After several years, the tradition continued with the beloved John Bouie, later known as Sweetwater, and his mule Ginny. Much like Bill, Sweetwater always rocked a full beard and mining attire as he welcomed the thousands of tourists to town. The duo regularly attended state tourism association events, traveled to California events to represent the Comstock and won contests of various sorts.  

“He was a real asset to Virginia City,” said Ron Gallagher, lifelong Virginia City resident. “Sweetwater could talk to visitors for hours and happily answer any question about Comstock history.” 

Sweetwater and his wife Sandy later became proprietors of the Territorial Enterprise Bookstore and Historic Center.

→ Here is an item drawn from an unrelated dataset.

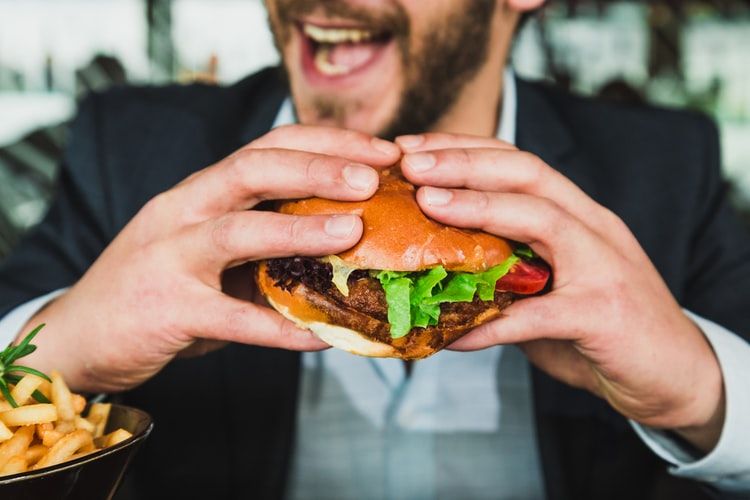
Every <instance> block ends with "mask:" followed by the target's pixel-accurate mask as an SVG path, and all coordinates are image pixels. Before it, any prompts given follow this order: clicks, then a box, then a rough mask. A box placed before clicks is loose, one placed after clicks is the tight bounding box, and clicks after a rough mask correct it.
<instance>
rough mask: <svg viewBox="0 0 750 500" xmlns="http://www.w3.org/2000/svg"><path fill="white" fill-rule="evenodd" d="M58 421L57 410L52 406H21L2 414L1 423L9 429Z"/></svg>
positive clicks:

The two retired in Silver Springs, where they now reside.  

StinkE and Bernadeen posing for a photo in Virginia City – Reno Gazette Journal. 

 In Memory of StinkE 

Shortly after Sweetwater and Ginny left Virginia City, StinkE and Bernadeen stepped into the C Street celebrity scene. Danny Eugene Beason, or better known as StinkE, was born in Roswell, New Mexico in 1951. Mining was in his DNA. For most of his adult life, he worked in the oil industry in Louisiana and New Mexico until he headed up to California where he met the love of his life, Bernice Beason. A few years later, the Beason family packed their bags and headed West to settle down in Gold Hill, Nevada. The two fell in love with the western mining town, so much that Danny created StinkE, his iconic Wild West persona. To show just how committed he was to his new way of life, StinkE purchased a pet donkey and named her Bernadeen, named after his wife Bernice.  

In 2017, StinkE moved to Virginia City hoping for new beginnings after his beloved wife Bernice passed away. Devastated by her death, Bernadeen became StinkE’s sidekick. The two would walk around town offering photos for small donations. Soon enough, StinkE and Bernadeen became Virginia City’s new C Street celebrities known far and wide. Children would eagerly beg to pet and feed the donkey. This became StinkE’s full-time job, and he enjoyed every minute of it.  

At the beginning of 2021, Danny was diagnosed with dementia and was admitted into a home. He passed away on March 2. True to his promise, his grandson Connor Nichols, who Danny raised as his own son, promised his grandfather that he’d carry on the legacy of StinkE and look after Bernadeen.  

Poke poses for a photo with his grandfather’s donkey Bernadeen in Virginia City. 

Now nicknamed PokE, in reference to his grandfather StinkE, Nichols took on the role his grandfather made famous as one of the town’s most recognizable goodwill ambassadors.  

 One thing is certain – if history holds true, the town’s character legacy is in good hands.